From a packet filtering point of view, what do the packets associated with particular services look like? As an example, we're going to take a detailed look at Telnet. Telnet allows a user to log in to another system, as if the user had a terminal directly connected to that system. We use Telnet as an example because it is fairly common, fairly simple, and from a packet filtering point of view, representative of several other protocols such as SMTP and NNTP. We show both outbound and inbound Telnet service.
For detailed discussions of the packet filtering characteristics of other protocols, see the chapters in Part III, "Internet Services".
The TCP destination port is 23; that's the well-known port number Telnet servers use.
The TCP source port is 23; that's the port the server uses.
The TCP destination port is the same "Y" we used as the source port for the outgoing packets.
Why is the client port -- the source port for the outgoing packets, and the destination port for the incoming packets -- restricted to being greater than 1023? This is a legacy of the BSD versions of Unix, the basis for almost all Unix networking code. BSD Unix reserved ports from to 1023 for local use only by root. These ports are normally used only by servers, not clients, because servers are run by the operating system as privileged users, while clients are run by users. (The major exceptions are the BSD "r" commands like rcp and rlogin, as we'll discuss in Section 18.1, "Terminal Access (Telnet)".) Because TCP/IP first became popular on Unix, this convention spread to other operating systems, even those that don't have a privileged root user (for instance, Macintosh and MS-DOS systems). No actual standard requires this behavior, but it is still consistent on almost every TCP/IP implementation. When client programs need a port number for their own use, and any old port number will do, the programs are assigned a port above 1023. Different systems use different methods to allocate the numbers, but most of them are either pseudo-random or sequential.
The incoming packets for the inbound Telnet service contain the user's keystrokes and have the following characteristics:
The TCP source port is some random port number greater than 1023 (which we'll call "Z" in this example).
The IP packet type is TCP.
The TCP source port is 23 (these packets are from the Telnet server).
The TCP destination port is the same random port "Z" that was used as the source port for the inbound packets.
Service Direction | Packet Direction | Source Address | Dest. Address | Packet Type | Source Port | Dest.Port | ACKSet |
---|---|---|---|---|---|---|---|
Outbound | Outgoing | Internal | External | TCP | Y | 23 |
[18]
|
Outbound | Incoming | External | Internal | TCP | 23 | Y | Yes |
Inbound | Incoming | External | Internal | TCP | Z | 23 | |
Inbound | Outgoing | Internal | External | TCP | 23 | Z | Yes |
[18]The TCP ACK bit will be set on all but the first of these packets, which establishes the connection.Note that Y and Z are both random (from the packet filtering system's point of view) port numbers above 1023.
If you want to allow outgoing Telnet, but nothing else, you would set up your packet filtering as follows.
Rule | Direction | Source Address | Dest. Address | Protocol | Source Port | Dest.
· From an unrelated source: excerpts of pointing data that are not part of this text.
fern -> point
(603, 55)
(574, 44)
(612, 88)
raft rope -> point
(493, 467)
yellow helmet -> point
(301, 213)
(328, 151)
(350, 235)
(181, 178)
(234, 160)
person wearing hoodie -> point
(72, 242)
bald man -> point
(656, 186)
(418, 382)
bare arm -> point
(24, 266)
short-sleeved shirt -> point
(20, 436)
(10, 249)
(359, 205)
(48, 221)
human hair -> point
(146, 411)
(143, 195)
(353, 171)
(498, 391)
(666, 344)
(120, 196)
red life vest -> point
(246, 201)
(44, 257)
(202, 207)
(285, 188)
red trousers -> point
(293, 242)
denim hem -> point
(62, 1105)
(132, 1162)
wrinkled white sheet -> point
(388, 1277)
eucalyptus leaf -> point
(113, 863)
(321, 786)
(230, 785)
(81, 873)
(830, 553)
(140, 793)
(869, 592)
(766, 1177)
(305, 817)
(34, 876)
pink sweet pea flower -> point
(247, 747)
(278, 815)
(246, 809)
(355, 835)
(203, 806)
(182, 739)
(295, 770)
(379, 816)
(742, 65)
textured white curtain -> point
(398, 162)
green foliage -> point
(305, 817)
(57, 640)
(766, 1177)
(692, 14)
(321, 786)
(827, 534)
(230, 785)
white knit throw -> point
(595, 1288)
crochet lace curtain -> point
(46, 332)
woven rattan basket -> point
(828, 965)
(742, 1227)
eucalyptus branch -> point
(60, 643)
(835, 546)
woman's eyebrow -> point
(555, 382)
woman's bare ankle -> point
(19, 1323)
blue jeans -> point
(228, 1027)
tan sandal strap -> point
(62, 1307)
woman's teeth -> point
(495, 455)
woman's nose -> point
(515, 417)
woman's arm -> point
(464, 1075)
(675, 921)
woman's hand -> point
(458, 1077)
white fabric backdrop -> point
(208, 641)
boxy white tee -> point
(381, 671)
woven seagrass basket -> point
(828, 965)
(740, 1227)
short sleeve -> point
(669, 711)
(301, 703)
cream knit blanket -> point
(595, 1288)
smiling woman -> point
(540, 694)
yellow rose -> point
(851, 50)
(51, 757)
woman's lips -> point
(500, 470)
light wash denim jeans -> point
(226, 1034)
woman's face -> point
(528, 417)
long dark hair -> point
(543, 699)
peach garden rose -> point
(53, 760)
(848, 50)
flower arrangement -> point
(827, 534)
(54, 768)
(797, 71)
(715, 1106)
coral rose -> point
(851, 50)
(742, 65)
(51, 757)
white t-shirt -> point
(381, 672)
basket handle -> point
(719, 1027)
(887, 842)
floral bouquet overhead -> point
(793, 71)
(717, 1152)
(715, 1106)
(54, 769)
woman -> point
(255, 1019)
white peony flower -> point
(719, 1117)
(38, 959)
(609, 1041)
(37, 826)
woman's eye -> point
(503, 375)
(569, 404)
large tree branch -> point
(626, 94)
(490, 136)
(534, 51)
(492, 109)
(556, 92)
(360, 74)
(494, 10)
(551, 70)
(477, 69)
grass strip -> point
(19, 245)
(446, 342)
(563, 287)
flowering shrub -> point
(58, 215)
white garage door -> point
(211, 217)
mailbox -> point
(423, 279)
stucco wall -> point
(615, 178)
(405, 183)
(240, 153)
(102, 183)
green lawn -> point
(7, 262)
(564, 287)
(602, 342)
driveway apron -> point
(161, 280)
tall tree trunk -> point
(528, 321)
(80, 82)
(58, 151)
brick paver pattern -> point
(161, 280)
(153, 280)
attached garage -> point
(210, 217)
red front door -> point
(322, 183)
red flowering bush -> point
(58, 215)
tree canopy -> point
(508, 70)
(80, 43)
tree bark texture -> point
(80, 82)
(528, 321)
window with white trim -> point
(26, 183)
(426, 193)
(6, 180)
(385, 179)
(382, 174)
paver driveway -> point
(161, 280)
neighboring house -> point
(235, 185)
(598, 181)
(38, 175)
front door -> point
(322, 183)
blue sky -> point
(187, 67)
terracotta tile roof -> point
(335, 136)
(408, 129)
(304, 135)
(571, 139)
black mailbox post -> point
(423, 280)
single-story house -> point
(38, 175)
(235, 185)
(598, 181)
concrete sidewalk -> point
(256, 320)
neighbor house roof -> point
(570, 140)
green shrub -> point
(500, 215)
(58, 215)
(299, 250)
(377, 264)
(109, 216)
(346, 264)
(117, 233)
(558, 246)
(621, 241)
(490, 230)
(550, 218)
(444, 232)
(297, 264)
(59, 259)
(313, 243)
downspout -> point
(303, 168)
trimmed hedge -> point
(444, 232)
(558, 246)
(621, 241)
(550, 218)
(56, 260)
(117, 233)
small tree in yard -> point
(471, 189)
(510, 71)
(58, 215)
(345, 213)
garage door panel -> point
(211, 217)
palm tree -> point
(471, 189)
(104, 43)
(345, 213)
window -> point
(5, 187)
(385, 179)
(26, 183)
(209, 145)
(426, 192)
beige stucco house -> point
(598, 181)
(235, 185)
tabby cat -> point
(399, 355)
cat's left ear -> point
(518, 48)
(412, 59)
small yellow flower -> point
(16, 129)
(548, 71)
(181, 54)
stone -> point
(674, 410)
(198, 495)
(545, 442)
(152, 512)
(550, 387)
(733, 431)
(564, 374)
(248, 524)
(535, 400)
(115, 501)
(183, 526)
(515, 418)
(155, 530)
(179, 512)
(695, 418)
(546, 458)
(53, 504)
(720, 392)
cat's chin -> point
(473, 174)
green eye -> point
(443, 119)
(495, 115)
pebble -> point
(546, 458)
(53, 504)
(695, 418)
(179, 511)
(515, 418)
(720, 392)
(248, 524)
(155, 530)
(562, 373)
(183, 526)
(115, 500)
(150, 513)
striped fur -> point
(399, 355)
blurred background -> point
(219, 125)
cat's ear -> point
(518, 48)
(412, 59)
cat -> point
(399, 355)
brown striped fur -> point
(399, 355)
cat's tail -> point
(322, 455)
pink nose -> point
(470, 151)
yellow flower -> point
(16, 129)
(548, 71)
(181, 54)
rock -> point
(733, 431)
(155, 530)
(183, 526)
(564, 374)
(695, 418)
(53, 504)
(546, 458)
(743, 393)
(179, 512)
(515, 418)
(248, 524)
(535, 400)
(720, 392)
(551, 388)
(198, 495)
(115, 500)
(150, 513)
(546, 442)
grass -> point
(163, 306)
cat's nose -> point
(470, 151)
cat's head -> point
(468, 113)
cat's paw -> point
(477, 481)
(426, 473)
Port | ACK Set | Action |
---|---|---|---|---|---|---|---|---|
A | Out | Internal | Any | TCP | >1023 | 23 | Either | Permit |
B | In | Any | Internal | TCP | 23 | >1023 | Yes | Permit |
C | Either | Any | Any | Any | Any | Any | Either | Deny |
Suppose you mistakenly assume that the source port is associated with a particular service. Someone who is in control of the source machine (e.g., someone with root access on a Unix system, or anyone at all with a networked PC) could run whatever client or server he or she wanted on a "source port" that you're allowing through your carefully configured packet filtering system. Furthermore, as we've discussed previously, you can't necessarily trust the source address to tell you for certain what the source machine is; you can't tell for sure if you're talking to the real machine with that address, or to an attacker who is pretending to be that machine.
What can you do about this situation? You want to restrict the local port numbers as much as possible, regardless of how few remote ports you allow to access them. If you only allow inbound connections to port 23, and if port 23 has a Telnet server on it that is trustworthy (a server that will only do things that a Telnet client should be able to tell it to do), it doesn't actually matter whether or not the program that is talking to it is a genuine Telnet client. Your concern is to limit inbound connections to only ports where you are running trustworthy servers, and to be sure that your servers are genuinely trustworthy. Part III, "Internet Services" discusses how you can achieve these goals for various services.
This problem is particularly bad for servers that use ports above 1023 because you need to allow packets in to those ports in order to let in traffic bound for clients. For instance, in the preceding example, we allow inbound packets for any port over 1023 from source port 23. This would allow an attacker to run anything at all on port 23 (for instance, an X Window System client) and send packets to any server above port 1023 (for instance, an X Window System server). We avoided this problem in our example by using the ACK bit to accept inbound packets but not inbound connections. With UDP, you have no such option, because there is no equivalent to the ACK bit. Fortunately, relatively few important UDP-based protocols are used across the Internet. (The notable exception is DNS, which is discussed further in Section 20.1, "Domain Name System (DNS)".)